AsureQuality Limited
- Native name: Kaitiaki Kai
- Type: State-owned enterprise
- Industry: Food Quality Assurance
- Predecessor: ASURE New Zealand Limited AgriQuality Limited
- Founded: Auckland, New Zealand (2007)
- Headquarters: Auckland, New Zealand
- Number of locations: 100
- Area served: New Zealand; Australia; Malaysia; Singapore; Indonesia; Thailand;
- Services: Food Assurance; Laboratory Testing; Animal Welfare; Apiculture;
- Owner: New Zealand Government
- Number of employees: 1800
- Website: www.asurequality.com

= AsureQuality =

New Zealand state-owned enterprise

AsureQuality Limited (previously AgriQuality Limited) is a State-Owned Enterprise (SOE) fully owned by the government of New Zealand. The company's core business is food quality assurance with its services including certification, inspection, testing, and training. AsureQuality has over 1700 staff at over 100 locations throughout New Zealand.
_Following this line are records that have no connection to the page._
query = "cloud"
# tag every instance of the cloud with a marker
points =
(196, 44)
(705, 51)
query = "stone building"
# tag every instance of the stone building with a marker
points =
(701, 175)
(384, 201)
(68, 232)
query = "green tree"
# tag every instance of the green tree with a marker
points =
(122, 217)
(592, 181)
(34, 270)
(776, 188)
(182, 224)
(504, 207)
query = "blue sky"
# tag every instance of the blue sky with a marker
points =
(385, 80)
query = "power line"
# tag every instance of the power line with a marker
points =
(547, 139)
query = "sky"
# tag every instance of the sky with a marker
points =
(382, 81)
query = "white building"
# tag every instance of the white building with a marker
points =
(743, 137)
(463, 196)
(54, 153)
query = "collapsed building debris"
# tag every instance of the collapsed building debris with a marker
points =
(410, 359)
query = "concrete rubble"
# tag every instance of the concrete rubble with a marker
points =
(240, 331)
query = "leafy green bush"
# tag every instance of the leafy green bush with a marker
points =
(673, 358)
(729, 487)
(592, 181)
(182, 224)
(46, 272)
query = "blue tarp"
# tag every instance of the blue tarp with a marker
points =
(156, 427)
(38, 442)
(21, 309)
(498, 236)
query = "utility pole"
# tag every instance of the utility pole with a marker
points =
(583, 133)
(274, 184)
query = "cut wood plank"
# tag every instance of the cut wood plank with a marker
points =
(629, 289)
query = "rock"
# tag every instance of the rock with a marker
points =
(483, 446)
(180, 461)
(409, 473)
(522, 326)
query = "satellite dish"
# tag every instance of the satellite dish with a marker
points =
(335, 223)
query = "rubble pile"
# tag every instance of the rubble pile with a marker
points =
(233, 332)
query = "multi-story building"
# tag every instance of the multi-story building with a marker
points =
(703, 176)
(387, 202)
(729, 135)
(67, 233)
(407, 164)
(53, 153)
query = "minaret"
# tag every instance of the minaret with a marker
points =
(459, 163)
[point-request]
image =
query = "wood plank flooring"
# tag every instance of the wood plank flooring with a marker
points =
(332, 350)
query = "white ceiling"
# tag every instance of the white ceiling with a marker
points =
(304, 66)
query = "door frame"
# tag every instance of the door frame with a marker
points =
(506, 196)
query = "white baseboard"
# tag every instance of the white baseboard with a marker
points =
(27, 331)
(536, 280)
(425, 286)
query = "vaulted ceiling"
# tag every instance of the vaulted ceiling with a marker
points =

AsureQuality also has a joint venture partner, Bureau Veritas.. Bureau Veritas and AsureQuality have two joint ventures, BVAQ Australia and BVAQ SouthEast Asia.

==Company history==
AsureQuality was formed in 2007 from the merger of ASURE New Zealand Limited and AgriQuality Limited. Both companies were originally formed in 1998 from the service delivery arm of the Ministry of Agriculture and Forestry Quality Management, with ASURE handling meat inspection and AgriQuality specialising in livestock, horticulture and forestry. Following the merger the company employed more than 1700 staff at 140 sites throughout New Zealand and Australia, with its primary laboratory in Gracefield, New Zealand.

In 2008 AsureQuality entered a partnership with the Hospitality Standards Institute to provide food safety training for the hospitality sector. In 2010 it opened a wine-certification laboratory in Auckland; in 2013 it expanded its Christchurch food-testing laboratory.

In May 2010 it was among a group of SOEs valued for possible sale by the New Zealand government.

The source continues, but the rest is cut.